Prediction of surface roughness in abrasive waterjet machining of particle reinforced MMCs using genetic expression programming

Abstract

Machining of particle-reinforced metal matrix composites has been considerably difficult due to the extremely abrasive nature of the reinforcements that causes rapid tool wear and high machining cost. Abrasive water jet (AWJ) machining has proven to be a viable technique to machine such materials compared to conventional machining processes. The present study is focused on the surface roughness of AWJ cut surfaces and genetic expression programming (GEP) was proposed to predict surface roughness in AWJ machining of 7075 Al alloy composites reinforced with Al2O3 particles. In the development predictive models, characteristics of materials such as size and weight fraction of reinforcement particles, and depth of cut were considered as model variables.

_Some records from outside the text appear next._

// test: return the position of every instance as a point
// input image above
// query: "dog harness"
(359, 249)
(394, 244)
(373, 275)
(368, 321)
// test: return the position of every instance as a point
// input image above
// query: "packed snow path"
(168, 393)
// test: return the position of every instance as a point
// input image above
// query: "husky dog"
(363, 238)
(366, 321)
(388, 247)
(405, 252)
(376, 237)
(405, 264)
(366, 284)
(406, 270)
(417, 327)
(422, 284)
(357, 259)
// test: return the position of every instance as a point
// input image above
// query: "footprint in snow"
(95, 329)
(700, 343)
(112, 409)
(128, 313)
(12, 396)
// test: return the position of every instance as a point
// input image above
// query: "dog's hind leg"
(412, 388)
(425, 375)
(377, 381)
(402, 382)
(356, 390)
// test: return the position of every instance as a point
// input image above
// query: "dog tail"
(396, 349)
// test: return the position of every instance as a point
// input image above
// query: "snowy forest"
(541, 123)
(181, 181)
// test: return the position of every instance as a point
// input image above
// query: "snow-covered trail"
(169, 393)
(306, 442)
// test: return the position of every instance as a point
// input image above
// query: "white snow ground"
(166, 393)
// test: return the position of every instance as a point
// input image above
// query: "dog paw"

The training and testing data sets were obtained from the well-established machining test results. The weight fraction of particle, size of particle, and depth of cut were used as independent input variables, while arithmetic mean of surface roughness, maximum roughness of profile height, and mean spacing of profile irregularity as dependent output variables. Different models for the output variables were predicted on the basis of training data set using GEP and accuracy of the best model was proved with testing data set. The test results showed that output variables increased with increasing input variables. The predicted results were compared with experimental results and found to be in good agreement with the experimentally observed ones.